Ning lost to educators

Last school year I experimented with Ning in various ways including using it to house a course I was teaching with three classes and recommending it as a way of extending the conversation for the schools service of a local attraction. Ning is a personalised, scalable, social networking site which you can configure for your own network and needs. In fact, it’s a bit like Elgg/Eduspaces where I housed my blog until recently except that Ning was just getting very useful for educators with many different ways of interacting and of storing digital artefacts. Ning had adopted the familiar business model of free and premium plans and has just announced that the free plans will be abolished. This has upset the education community in particular and there is a furious buzz in the educational world at the moment with people desperately looking for alternatives and worried about how easy it is going to be to transfer what they have already invested into Ning elsewhere.
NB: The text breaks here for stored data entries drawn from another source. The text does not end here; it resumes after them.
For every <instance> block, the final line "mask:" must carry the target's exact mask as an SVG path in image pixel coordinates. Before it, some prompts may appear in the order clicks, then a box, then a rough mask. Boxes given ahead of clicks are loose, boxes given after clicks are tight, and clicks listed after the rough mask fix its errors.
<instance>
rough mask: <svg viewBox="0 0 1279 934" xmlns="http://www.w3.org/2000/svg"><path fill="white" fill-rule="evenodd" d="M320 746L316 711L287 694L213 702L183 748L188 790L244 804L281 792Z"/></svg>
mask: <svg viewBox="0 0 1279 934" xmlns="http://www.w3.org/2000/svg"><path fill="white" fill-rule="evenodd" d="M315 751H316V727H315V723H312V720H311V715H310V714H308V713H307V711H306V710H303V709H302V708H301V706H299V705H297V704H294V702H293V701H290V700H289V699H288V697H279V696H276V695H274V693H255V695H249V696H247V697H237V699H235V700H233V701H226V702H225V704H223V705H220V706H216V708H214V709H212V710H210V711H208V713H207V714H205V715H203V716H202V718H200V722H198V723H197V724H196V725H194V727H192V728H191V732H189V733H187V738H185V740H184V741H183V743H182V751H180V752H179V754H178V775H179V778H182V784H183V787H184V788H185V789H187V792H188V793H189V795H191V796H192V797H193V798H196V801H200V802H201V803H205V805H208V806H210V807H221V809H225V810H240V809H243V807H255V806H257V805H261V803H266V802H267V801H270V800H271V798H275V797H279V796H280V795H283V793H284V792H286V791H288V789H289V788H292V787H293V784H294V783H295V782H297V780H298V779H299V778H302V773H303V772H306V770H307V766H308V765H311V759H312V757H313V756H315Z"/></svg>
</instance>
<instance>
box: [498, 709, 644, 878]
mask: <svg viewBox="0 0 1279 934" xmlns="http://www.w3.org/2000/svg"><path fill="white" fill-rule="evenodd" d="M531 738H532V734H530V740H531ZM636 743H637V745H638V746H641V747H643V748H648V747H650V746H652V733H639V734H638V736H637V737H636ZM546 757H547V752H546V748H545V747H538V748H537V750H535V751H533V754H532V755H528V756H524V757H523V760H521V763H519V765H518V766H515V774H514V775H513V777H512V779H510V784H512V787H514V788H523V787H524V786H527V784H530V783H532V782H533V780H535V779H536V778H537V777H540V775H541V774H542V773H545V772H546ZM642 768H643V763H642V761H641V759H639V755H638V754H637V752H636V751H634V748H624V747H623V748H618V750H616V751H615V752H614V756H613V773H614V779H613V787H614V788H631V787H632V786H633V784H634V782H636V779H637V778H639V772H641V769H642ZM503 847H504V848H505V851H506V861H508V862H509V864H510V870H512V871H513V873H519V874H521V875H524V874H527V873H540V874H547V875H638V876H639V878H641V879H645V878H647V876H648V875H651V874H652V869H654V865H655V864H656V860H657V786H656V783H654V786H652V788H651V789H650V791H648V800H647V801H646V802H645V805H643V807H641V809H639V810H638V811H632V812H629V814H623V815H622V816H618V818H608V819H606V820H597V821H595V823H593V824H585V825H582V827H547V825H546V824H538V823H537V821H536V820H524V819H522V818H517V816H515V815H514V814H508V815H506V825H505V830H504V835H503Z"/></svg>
The situation with Ning is one that is familiar across a great many of these Web 2.0 tools. Most of them are not created with educators in mind. Educators take to them and tweak them to fit but cannot be surprised when business considerations weigh more heavily than any obligation to the education community. I can imagine that it is difficult for Ning or any other Web 2.0 company to see the difference between free and extremely cheap. In the case of Ning we are talking about $10 a month currently though this will change after May 4th.

I was invited to complete a survey about the Ning product as a prelude to the re-organisation which is being rolled out on May 4th and wondered while I was filling it in if companies such as Ning understand how education works. The key point, not just with Ning, but with any Web 2.0 tool in education is that you have to convince teachers one at a time and you do this by offering a free version. Teachers already subsidise education enough without expecting them to pay just $10 here and $5 there. Each tool on its own could be cheap enough but if you want to use a palette then it could get very expensive. Of course a responsible institution will have a budget for these types of applications but care needs to be taken how this is run. A decree that in the school year beginning 2010/2011 there will be a college-wide adoption of Ning is unlikely to result in a great deal of buy-in and runs completely counter to the prosumer idea of decision-making at the individual level.

In my own case, the teaching Ning is a completed project and its only value for me now is the lesson material which I have housed there and which I wanted to recycle for the next school year. But as Ning had added functionality I was warming to it more and more as a VLE (Virtual Learning Environment) and recommending it to other teachers. The local attraction will no doubt be prepared to pay the low premium rates to maintain their Ning, if they don’t already do so anyway.

 At the very least this is making educators stop and think about what they actually value about Ning and whether it can’t be found elsewhere. But it’s going to be a pain rescuing the material!